Führungs- und Unternehmenskultur

Wie alle Arbeitgeber ist die ILB von den Auswirkungen gesellschaftlicher Entwicklungen mittelbar und unmittelbar betroffen. Die Schaffung von Bedingungen für eine ausgewogene Work-Life-Balance oder der Umgang mit der demografischen Entwicklung erfordert eine laufende Überprüfung der vorhandenen Prozesse.

Sinnvoll ist zudem eine grundlegende Weiterentwicklung der Führungs- und Unternehmenskultur, um auch zukünftigen und unerwarteten Anforderungen gut begegnen zu können.

Die ILB hat im Jahr 2016 einen Prozess zur Weiterentwicklung ihrer Führungs- und Unternehmenskultur begonnen, der auf mehrere Jahre angelegt ist. Ziel ist es, das eigenverantwortliche Handeln aller Beschäftigten zu fördern und zu fordern.

Personalkennzahlen

Tabelle: Personalkennzahlen. Entwicklung der Personalkapazität 2015 – 2016

Dank an alle Beschäftigten und an die Personalvertretung

Das vergangene Jahr war von zahlreichen Herausforderungen geprägt. Die Programme der EU-Förderperiode 2014-2020 wurden an den Start gebracht. Damit waren viele zusätzliche Aufgaben verbunden, die gemeinsam erfolgreich bewältigt wurden.

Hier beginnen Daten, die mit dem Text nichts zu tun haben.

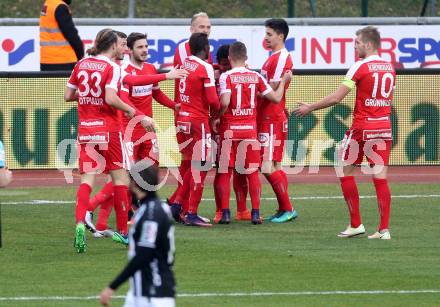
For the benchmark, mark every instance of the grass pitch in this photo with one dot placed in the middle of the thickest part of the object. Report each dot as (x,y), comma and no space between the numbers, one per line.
(302,263)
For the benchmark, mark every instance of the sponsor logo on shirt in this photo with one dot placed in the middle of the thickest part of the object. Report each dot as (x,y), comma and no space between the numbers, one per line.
(140,91)
(91,100)
(263,138)
(94,138)
(184,127)
(90,65)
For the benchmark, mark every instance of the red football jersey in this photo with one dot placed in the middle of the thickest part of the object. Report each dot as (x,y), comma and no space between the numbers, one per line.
(91,76)
(374,79)
(241,114)
(273,70)
(193,89)
(141,95)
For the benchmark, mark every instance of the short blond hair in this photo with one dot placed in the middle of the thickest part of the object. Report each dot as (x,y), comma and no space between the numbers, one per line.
(197,15)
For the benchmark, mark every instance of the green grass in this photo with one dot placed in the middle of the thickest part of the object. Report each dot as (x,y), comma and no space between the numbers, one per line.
(37,258)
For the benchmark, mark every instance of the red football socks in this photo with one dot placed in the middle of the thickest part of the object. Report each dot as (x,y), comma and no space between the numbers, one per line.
(278,180)
(351,196)
(241,189)
(105,193)
(82,202)
(121,207)
(383,201)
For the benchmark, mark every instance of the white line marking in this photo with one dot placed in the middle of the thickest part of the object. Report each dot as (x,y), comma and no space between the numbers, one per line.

Insbesondere die Einführung der eAkte erforderte von den Beschäftigten, gewohnte Arbeitsabläufe hinter sich zu lassen. Darüber hinaus galt es, zahlreiche weitere Projekte und aufsichtsrechtliche Regelungen umzusetzen.

Der Vorstand dankt allen Beschäftigten für das Vertrauen und ihr Engagement im Geschäftsjahr 2016 sowie ihren Beitrag zum Unternehmenserfolg.

Der Personalvertretung dankt der Vorstand für die vertrauensvolle Zusammenarbeit.